The National Science Foundation has awarded a four-year, $2 million grant to Engineers at Oregon State University, in Corvallis, OR, to study if diatoms can make biofuel production from algae truly cost-effective by simultaneously producing other valuable products such as semiconductors, biomedical products and even health foods.

Greg Rorrer, an OSU professor and head of the School of Chemical, Biological and Environmental Engineering has studied the remarkable power of diatoms for more than a decade. “We have shown how diatoms can be used to produce semiconductor materials, chitin fibers for biomedical applications, or the lipids needed to make biofuels,” he said. “We believe that we can produce all of these products in one facility at the same time and move easily from one product to the other. The concept is called a ‘photosynthetic biorefinery.’

“This NSF program is intended to support long-range concepts for a sustainable future, but in fact we’re demonstrating much of the science behind these technologies right now,” he adds.

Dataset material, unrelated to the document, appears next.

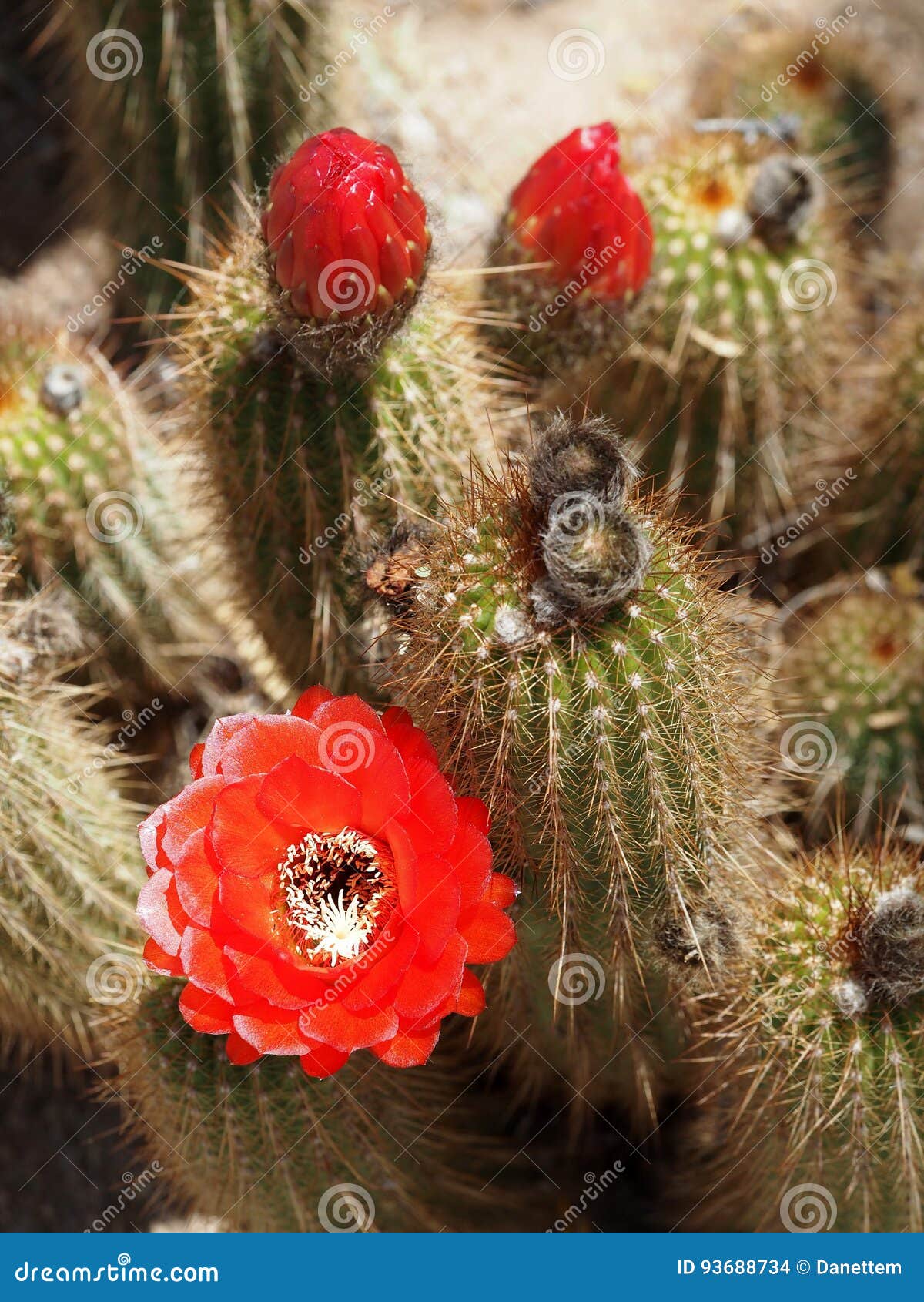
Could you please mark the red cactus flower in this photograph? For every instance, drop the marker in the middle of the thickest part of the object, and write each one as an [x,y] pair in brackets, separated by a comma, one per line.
[346,230]
[322,888]
[577,210]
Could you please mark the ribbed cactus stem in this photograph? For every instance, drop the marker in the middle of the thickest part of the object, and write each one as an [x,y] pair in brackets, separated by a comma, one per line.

Biofuels are a comparatively low-value product, and existing technologies have so far been held back by cost. This program, according to the researchers, may help produce products with much higher value at the same time – like glucosamine, a food product commonly sold as a health food supplement – giving the entire process more economic sense.

Much of the cost in this approach, researchers say, is not the raw materials involved but the facilities needed for production. As part of the work at OSU, they plan to develop mathematical models so that various options can be tested and computers used to perfect the technology before actually building it.

The OSU scientists point out that the key to all of this is the diatom itself, a natural nanotechnology factory that has been found in the fossil record for more than 100 million years. Diatoms evolved sometime around the Jurassic Period when dinosaurs flourished. A major component of phytoplankton, diatoms have rigid microscopic shell walls made out of silica, and the capability to biosynthesize various compounds of commercial value.

“Regular algae don’t make everything that diatoms can make,” Rorrer said. “This is the only organism we know of that can create organized structures at the nano-level and naturally produce such high-value products. With the right components, they will make what you want them to make.”